Internal Displacement: Global Overview of Trends and Developments in 2009 - Armenia
|Publisher||Norwegian Refugee Council/Internal Displacement Monitoring Centre (NRC/IDMC)|
|Publication Date||17 May 2010|
|Cite as||Norwegian Refugee Council/Internal Displacement Monitoring Centre (NRC/IDMC), Internal Displacement: Global Overview of Trends and Developments in 2009 - Armenia, 17 May 2010, available at: http://www.refworld.org/docid/4bf252570.html [accessed 3 July 2015]|
|Disclaimer||This is not a UNHCR publication. UNHCR is not responsible for, nor does it necessarily endorse, its content. Any views expressed are solely those of the author or publisher and do not necessarily reflect those of UNHCR, the United Nations or its Member States.|
|Number of IDPs||8,400|
|Percentage of total population||0.3%|
|Start of current displacement situation||1988|
|Peak number of IDPs (Year)||65,000 (1992)|
|Causes of displacement||International armed conflict, internal armed conflict, generalised violence, human rights violations|
|Human development index||84|
A 2004 survey found over 8,000 people still internally displaced in Armenia, almost two decades after violence and conflict with Azerbaijan had forced them to flee in the early 1990s. The conflict displaced about 65,000 people within the country, but they received hardly any government attention compared to other larger displaced groups, including refugees from Azerbaijan and people displaced by a 1988 earthquake and other disasters. International organisations have also largely neglected their plight. The low public profile and lack of registration and monitoring of these IDPs have made it difficult to estimate how many have achieved durable solutions.

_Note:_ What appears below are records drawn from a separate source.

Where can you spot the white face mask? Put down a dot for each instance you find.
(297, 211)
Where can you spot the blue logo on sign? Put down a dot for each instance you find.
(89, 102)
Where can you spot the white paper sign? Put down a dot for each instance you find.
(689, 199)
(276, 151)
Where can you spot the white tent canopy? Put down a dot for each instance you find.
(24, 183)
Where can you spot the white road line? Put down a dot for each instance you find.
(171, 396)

There are no precise figures on the number of IDPs who have returned to their homes. Returnees mainly rebuilt houses on their own, and the quality of education and health care remains poor. Some returnees are not fully safe as landmines have not been cleared and skirmishes between Armenia and Azerbaijan continue. This continued insecurity has hindered their farming livelihoods.

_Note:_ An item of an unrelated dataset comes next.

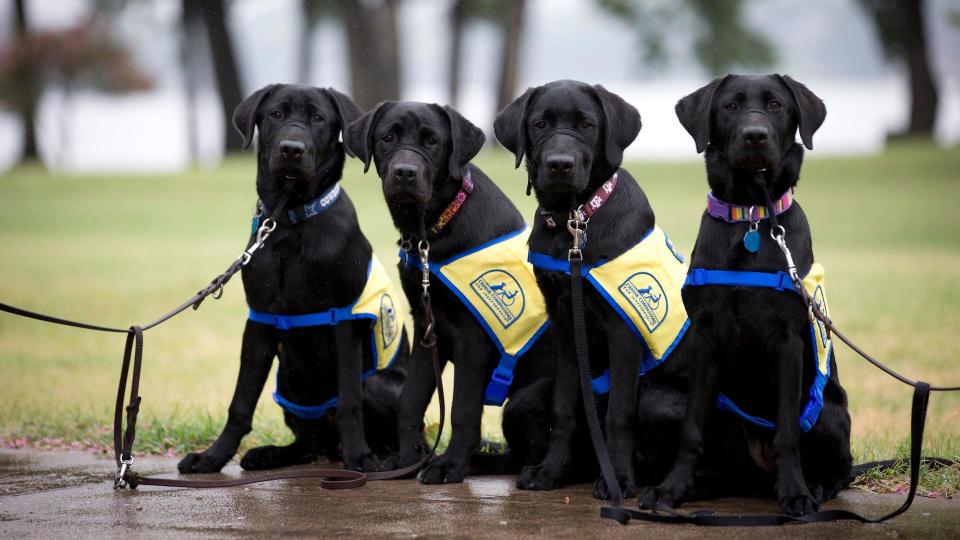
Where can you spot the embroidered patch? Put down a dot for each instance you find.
(501, 292)
(389, 327)
(646, 295)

Nor is up-to-date information available on IDPs who have integrated in the place of displacement or settled elsewhere in the country. There have been no major barriers to the integration of IDPs in areas outside their place of origin, but nor has the government put in place any support to facilitate it.

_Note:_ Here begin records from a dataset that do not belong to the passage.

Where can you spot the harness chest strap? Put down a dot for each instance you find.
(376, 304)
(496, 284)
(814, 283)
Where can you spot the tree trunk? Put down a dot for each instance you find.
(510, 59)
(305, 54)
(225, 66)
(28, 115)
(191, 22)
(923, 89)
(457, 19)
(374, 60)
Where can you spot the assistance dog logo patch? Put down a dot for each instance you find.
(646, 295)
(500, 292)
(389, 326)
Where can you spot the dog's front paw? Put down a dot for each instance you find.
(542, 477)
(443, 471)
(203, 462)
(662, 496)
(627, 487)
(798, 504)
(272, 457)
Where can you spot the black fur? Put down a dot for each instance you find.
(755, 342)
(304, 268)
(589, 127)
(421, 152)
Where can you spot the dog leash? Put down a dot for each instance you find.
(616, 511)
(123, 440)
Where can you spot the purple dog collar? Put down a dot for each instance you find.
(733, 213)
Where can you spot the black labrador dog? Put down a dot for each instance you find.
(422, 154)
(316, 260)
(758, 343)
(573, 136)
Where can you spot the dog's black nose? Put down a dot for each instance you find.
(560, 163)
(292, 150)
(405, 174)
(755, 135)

The government has proposed several programmes for IDPs and others in the border areas but has not allocated funds to them. In 2009, it was seeking foreign funds for its latest programme, which it had adopted in 2008.
IDPs and returnees will not achieve durable solutions until their specific needs are addressed. There is a need to support IDPs who have chosen to integrate in their place of displacement, to support non-agricultural livelihoods for returnees and adopt a national housing strategy giving special consideration to IDPs whose housing was damaged or destroyed.